How does immune system change during pregnancy?

Written by Hannah Martin Lawrenz

Using a novel method, scientists identified the blueprint of adaptive and innate immune modifications throughout gestation and beyond.

immune system during pregnancy

From cravings to morning sickness and hormonal swings, pregnancy certainly ushers in a barrage of physical changes at every level. Most have been explored already, but what about immunity?

Although scientists knew that a pregnant woman’s immune system makes adjustments, the scope and timing of these changes remained a mystery. Now, researchers have mapped how the immune system adapts systemically throughout pregnancy, providing a baseline for normal development that may clarify why some women’s bodies do not respond in expected ways, increasing their risk of preterm labor and complications.

“To understand the timing of immunological changes during pregnancy, we needed to frame the analysis completely agnostic to trimester,” explained senior author Brice Gaudilliere from Stanford University.

By framing gestational age as a continuous variable, the team devised a method for predicting how immune cells change by converging blood cell analyses with statistical modeling.

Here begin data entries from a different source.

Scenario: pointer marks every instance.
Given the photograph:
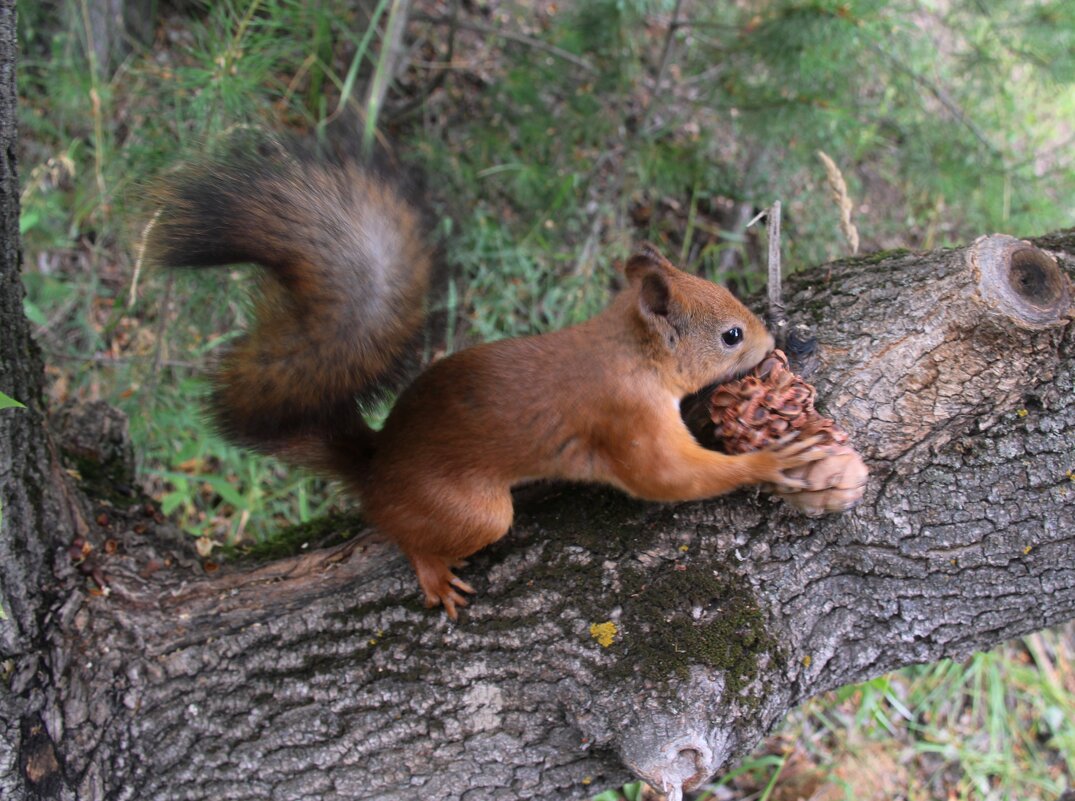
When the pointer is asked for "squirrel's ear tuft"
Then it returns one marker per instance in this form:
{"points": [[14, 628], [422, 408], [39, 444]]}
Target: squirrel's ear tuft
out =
{"points": [[648, 271], [645, 261]]}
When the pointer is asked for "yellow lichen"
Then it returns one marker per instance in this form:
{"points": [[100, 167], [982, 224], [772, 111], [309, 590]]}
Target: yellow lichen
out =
{"points": [[603, 632]]}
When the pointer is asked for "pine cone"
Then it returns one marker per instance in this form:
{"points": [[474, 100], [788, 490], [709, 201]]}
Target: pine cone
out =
{"points": [[771, 402]]}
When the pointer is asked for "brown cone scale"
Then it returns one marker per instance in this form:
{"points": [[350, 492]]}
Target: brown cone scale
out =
{"points": [[770, 403]]}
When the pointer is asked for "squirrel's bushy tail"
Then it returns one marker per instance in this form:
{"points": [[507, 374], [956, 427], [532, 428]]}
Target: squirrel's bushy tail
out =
{"points": [[347, 266]]}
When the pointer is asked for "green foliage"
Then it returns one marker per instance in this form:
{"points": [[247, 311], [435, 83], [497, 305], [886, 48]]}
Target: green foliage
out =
{"points": [[552, 153]]}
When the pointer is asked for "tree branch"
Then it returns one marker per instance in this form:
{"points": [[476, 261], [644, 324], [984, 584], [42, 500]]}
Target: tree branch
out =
{"points": [[610, 632]]}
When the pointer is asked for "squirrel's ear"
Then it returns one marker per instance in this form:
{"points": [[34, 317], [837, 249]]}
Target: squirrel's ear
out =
{"points": [[648, 270], [646, 260]]}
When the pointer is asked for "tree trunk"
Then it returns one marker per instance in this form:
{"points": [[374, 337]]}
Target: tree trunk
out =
{"points": [[608, 635]]}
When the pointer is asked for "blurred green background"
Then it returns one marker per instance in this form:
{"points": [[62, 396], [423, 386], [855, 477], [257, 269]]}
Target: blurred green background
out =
{"points": [[558, 134]]}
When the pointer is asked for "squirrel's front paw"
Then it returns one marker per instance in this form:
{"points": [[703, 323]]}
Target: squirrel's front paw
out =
{"points": [[783, 465]]}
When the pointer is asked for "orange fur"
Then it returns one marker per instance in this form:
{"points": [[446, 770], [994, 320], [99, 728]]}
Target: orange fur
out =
{"points": [[595, 402]]}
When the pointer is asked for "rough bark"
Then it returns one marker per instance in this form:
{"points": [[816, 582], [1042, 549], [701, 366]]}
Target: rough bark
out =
{"points": [[323, 676]]}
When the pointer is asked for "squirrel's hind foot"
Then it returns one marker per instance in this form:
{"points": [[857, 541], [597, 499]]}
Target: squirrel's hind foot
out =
{"points": [[440, 584]]}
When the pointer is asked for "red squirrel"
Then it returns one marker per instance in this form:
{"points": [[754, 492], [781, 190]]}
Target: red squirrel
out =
{"points": [[347, 269]]}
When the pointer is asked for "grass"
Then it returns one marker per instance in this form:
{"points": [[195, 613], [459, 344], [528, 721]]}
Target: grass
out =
{"points": [[553, 152]]}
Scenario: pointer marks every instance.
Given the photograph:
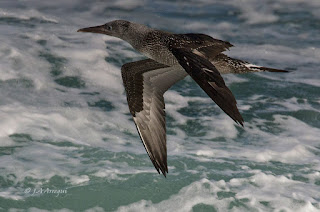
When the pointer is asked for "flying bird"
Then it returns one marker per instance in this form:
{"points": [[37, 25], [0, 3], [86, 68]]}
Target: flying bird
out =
{"points": [[171, 57]]}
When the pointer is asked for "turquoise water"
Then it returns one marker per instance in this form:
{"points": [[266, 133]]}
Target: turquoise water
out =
{"points": [[68, 141]]}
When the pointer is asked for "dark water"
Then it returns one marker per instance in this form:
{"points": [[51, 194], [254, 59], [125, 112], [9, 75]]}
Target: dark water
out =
{"points": [[67, 139]]}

“Many studies indirectly collect information via cytokine or proteomic levels,” said Gaudilliere. “Actual immune changes in pregnancy couldn’t be assessed before the advent of our tool—CyTOF—which merges traditional flow cytometry with mass spectrometry.”

The Stanford team drew blood samples from 18 women with during their pregnancies—once during each trimester and a fourth time 6 weeks after delivery. Employing CyTOF—a flow cytometry method using antibodies labeled with heavy metal ion tags instead of fluorophores—they simultaneously measured up to 50 properties for each of the millions of immune cells they extracted, identifying 984 immune features and 24 cell subsets.

Interestingly, the researchers observed a drop in molecular signals that promoted anti-fetal immune responses during early pregnancy and enhanced antibacterial and antiviral immunity throughout all trimesters. Mid to late pregnancy also showed increased neutrophil numbers and expanding peripheral regulatory T cells. Postpartum samples suggested immunological recovery and higher maternal tolerance to fetal cell implants.

“This study clearly shows immunological changes in pregnancy are dynamic, not monolithic,” commented Gil Mor from Yale University, who was not involved with the present research. “Pregnancy is its own immunological state, with the immune system playing certain roles at different times.”

These findings may one day help physicians predict both term and preterm birth. Since inflammatory responses may trigger early labor, Gaudilliere anticipates that future blood tests could detect immune signals of impending delivery.